Los Tigres de Mompracem

XVIII. Dos piratas en una estufa

Cualquier otro hombre que no fuera indio o malayo se hubiera roto las piernas al dar ese salto. Pero Sandokán era duro como el acero y tenía la agilidad de un mono.

Apenas tocó tierra, se puso de pie y empuñó el kriss en actitud de defensa. Por fortuna, allí estaba el portugués.

—¡Huye, loco! ¿Quieres que te acribillen?

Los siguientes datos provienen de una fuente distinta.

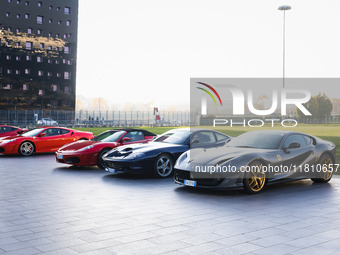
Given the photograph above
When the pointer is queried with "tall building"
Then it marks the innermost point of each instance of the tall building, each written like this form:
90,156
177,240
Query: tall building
38,52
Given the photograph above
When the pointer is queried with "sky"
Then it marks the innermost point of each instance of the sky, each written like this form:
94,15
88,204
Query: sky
146,51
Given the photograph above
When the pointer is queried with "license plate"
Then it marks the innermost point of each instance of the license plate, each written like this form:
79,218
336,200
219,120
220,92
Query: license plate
110,170
190,183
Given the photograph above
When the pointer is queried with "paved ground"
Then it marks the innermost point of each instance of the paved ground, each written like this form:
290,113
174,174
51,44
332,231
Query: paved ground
51,209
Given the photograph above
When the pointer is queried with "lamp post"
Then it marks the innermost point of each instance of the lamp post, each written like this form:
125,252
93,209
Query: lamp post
284,8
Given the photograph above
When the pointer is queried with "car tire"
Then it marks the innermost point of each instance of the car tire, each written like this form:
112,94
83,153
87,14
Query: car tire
100,162
26,149
327,163
254,178
163,166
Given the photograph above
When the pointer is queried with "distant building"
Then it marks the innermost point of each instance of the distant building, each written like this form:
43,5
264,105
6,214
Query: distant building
38,52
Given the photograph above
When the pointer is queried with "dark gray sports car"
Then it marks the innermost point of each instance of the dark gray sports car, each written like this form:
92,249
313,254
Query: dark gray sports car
256,158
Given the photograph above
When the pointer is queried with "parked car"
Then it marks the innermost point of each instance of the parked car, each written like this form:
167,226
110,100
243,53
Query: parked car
40,140
254,159
47,122
158,157
89,153
6,130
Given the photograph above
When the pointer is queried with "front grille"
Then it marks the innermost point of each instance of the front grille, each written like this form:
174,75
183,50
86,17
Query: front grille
72,160
181,175
114,165
184,175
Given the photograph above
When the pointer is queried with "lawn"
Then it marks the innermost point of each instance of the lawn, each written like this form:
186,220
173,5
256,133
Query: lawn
329,132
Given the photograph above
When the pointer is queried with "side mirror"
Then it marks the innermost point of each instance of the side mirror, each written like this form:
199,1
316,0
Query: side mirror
125,139
294,145
194,141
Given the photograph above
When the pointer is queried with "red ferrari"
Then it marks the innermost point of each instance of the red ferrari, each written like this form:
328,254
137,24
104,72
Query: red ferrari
89,153
6,130
41,140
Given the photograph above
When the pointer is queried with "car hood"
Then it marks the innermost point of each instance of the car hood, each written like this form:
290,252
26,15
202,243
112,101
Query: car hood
74,146
139,148
218,154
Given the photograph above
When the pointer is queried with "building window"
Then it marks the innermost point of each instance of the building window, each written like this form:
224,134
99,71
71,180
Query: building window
67,90
67,75
67,50
40,19
8,87
29,45
67,10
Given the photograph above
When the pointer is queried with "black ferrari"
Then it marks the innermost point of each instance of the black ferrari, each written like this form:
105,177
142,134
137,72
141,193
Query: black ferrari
256,158
158,157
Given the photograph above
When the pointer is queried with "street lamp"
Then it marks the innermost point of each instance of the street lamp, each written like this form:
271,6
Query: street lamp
284,8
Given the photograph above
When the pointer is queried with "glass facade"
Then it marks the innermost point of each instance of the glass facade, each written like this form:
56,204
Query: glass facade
37,65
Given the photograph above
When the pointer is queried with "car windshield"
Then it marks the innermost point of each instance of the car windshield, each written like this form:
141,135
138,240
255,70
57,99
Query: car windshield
103,135
256,140
174,136
33,132
113,137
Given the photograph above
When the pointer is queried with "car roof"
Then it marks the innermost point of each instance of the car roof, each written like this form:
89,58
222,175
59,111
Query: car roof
145,132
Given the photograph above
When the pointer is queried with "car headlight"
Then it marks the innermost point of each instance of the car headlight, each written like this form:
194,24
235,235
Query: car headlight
8,141
181,159
136,155
86,148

—¡Déjame! —exclamó el pirata, presa de intensa excitación—. ¡Asaltemos la quinta!

Cuatro soldados aparecieron en una ventana, apuntándole con los fusiles.

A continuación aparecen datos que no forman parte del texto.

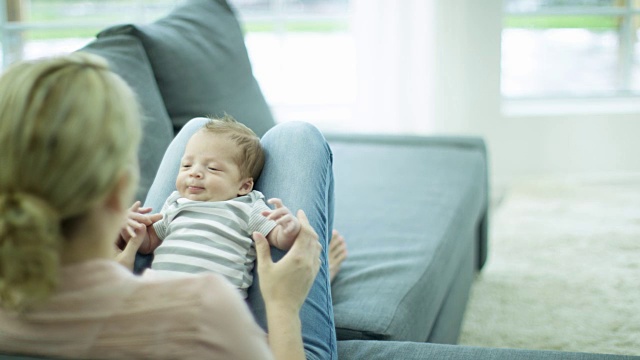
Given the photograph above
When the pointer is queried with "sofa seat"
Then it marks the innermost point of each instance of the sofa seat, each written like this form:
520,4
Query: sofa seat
415,207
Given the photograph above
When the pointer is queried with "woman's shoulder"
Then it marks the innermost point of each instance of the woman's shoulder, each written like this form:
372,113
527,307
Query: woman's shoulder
206,306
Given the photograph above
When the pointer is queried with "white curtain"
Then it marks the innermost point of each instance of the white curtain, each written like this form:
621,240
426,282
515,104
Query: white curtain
415,62
395,63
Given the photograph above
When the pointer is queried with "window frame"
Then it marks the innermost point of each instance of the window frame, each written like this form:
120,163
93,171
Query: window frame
623,101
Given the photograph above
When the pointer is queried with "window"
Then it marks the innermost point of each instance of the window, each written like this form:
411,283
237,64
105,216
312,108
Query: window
36,28
570,48
301,50
303,56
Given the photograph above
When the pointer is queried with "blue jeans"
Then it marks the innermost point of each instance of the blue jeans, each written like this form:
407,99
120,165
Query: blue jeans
298,170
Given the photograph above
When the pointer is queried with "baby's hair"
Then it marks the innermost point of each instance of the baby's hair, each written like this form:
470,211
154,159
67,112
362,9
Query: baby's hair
250,158
69,129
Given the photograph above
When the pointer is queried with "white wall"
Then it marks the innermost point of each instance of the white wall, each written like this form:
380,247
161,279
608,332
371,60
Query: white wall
600,140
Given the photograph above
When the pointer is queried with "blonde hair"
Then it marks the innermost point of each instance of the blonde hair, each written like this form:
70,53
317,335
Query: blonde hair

—¡Sandokán, ponte a salvo! —se oyó gritar a Mariana.

El pirata dio un salto que fue saludado con una descarga de fusilería, y una bala le atravesó el turbante. Se volvió rugiendo e hizo fuego, hiriendo a un soldado en medio de la frente.

—¡Ven! —gritó Yáñez y lo arrastró hacia la empalizada—. ¡Ven, imprudente testarudo!

Se abrió la puerta de la casa y diez soldados, seguidos de indígenas provistos de antorchas, salieron al jardín. El portugués hizo fuego por entre el follaje. El sargento que mandaba el grupo cayó en tierra.

—¡Mueve las piernas, hermanito!

—¡No puedo decidirme a dejarla sola!